这篇论文能让AI不仅算对答案,还能写出像人话的风格,用对抗训练把RLVR和人类示范结合起来,效果很实在。
该论文提出对抗生成器-判别器框架,将可验证奖励(RLVR)与人类演示信号结合。在bug修复任务中,该方法在匹配RLVR基线性能的同时,将编辑距离显著降低。在故事生成任务中,该方法将胜率提升,并产出更接近人类的多样故事。在奖励黑客基准测试中,该方法几乎消除模型异常行为,同时保持高分。
Right in the Right Way: LM Training with Verifiable Rewards and Human Demonstrations
RL with verifiable rewards (RLVR) has emerged as a powerful paradigm for training LMs on tasks with well-defined success metrics, such as code generation and mathematical reasoning. However, current RLVR methods optimize only what can be objectively scored, often neglecting subjective, non-verifiable aspects of human-like outputs, such as style and structure. This limitation leads to well-documented failure modes such as diversity collapse, unnatural-sounding responses, and reward hacking. We propose an adversarial generator-discriminator framework that augments verifiable rewards with a learned signal from human demonstrations. A generator model is trained using RL to maximize both task accuracy and an adversarial reward derived from a discriminator. The discriminator, trained alongside the generator policy, learns to distinguish human-written outputs from model-generated ones. The discriminator serves as a learned proxy for the human output distribution, providing feedback on aspects of generation that are difficult to formalize as scalar rewards.
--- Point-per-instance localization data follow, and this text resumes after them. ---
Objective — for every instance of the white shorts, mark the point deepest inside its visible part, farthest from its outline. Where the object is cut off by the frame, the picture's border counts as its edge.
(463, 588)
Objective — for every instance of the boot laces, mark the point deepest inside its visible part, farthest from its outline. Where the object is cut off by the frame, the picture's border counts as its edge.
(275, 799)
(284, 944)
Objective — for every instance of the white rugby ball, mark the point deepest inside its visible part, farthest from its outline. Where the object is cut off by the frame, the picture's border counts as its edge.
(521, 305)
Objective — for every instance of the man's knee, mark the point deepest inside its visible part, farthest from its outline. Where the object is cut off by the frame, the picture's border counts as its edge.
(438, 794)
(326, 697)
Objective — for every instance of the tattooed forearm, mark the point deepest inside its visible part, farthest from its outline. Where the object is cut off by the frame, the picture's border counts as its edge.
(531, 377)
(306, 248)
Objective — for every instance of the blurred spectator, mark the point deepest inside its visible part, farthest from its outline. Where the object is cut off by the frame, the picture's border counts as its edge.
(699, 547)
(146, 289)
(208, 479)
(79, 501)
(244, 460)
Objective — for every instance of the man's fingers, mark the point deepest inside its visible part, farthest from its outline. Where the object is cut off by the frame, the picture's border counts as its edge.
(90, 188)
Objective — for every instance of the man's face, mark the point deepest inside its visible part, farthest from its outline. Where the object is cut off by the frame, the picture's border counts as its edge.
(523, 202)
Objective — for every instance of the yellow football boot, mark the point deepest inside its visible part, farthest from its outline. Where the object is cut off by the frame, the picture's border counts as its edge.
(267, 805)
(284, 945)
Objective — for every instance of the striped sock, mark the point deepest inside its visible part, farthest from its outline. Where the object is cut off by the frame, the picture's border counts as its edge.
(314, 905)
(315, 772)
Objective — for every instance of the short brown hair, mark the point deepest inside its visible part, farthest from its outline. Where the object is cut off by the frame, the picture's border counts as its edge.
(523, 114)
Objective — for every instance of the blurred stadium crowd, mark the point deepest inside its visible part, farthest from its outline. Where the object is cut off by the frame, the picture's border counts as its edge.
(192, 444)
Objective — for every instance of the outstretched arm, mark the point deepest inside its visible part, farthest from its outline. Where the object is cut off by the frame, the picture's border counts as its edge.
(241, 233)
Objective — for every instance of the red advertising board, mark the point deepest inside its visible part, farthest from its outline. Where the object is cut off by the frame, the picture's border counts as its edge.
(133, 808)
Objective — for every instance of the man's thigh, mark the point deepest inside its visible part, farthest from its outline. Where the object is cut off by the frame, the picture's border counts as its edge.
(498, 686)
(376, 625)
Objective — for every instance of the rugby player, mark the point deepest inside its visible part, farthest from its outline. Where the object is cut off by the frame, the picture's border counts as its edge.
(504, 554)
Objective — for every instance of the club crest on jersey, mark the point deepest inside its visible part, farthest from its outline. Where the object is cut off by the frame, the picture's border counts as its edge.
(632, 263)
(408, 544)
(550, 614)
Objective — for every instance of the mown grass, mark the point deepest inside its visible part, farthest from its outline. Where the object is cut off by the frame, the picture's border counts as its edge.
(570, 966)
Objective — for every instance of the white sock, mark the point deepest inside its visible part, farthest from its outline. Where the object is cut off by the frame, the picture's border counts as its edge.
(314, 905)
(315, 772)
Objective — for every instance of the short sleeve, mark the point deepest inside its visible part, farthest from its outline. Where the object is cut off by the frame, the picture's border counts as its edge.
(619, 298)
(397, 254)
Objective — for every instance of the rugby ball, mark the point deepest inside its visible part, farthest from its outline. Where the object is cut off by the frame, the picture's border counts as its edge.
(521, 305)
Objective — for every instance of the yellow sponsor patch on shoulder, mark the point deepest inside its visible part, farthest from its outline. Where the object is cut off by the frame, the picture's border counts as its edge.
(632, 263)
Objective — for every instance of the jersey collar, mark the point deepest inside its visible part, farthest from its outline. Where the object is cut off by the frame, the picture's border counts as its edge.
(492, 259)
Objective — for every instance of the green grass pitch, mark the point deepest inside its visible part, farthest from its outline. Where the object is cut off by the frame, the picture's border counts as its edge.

Across diverse domains, including bug fixing and open-ended generation, our approach consistently improves non-verifiable properties while preserving the accuracy gains of RLVR. In bug fixing, our method produces solutions with significantly lower edit distance compared to RLVR baselines while matching end performance. In story generation, our method significantly improves win rate while producing stories that are diverse and more human-like. And in a simple reward hacking benchmark, our method nearly eliminates model misbehavior while maintaining high benchmark scores. Together, these results show that our approach bridges RL and SFT, offering a scalable path toward jointly optimizing the verifiable and non-verifiable properties of a task.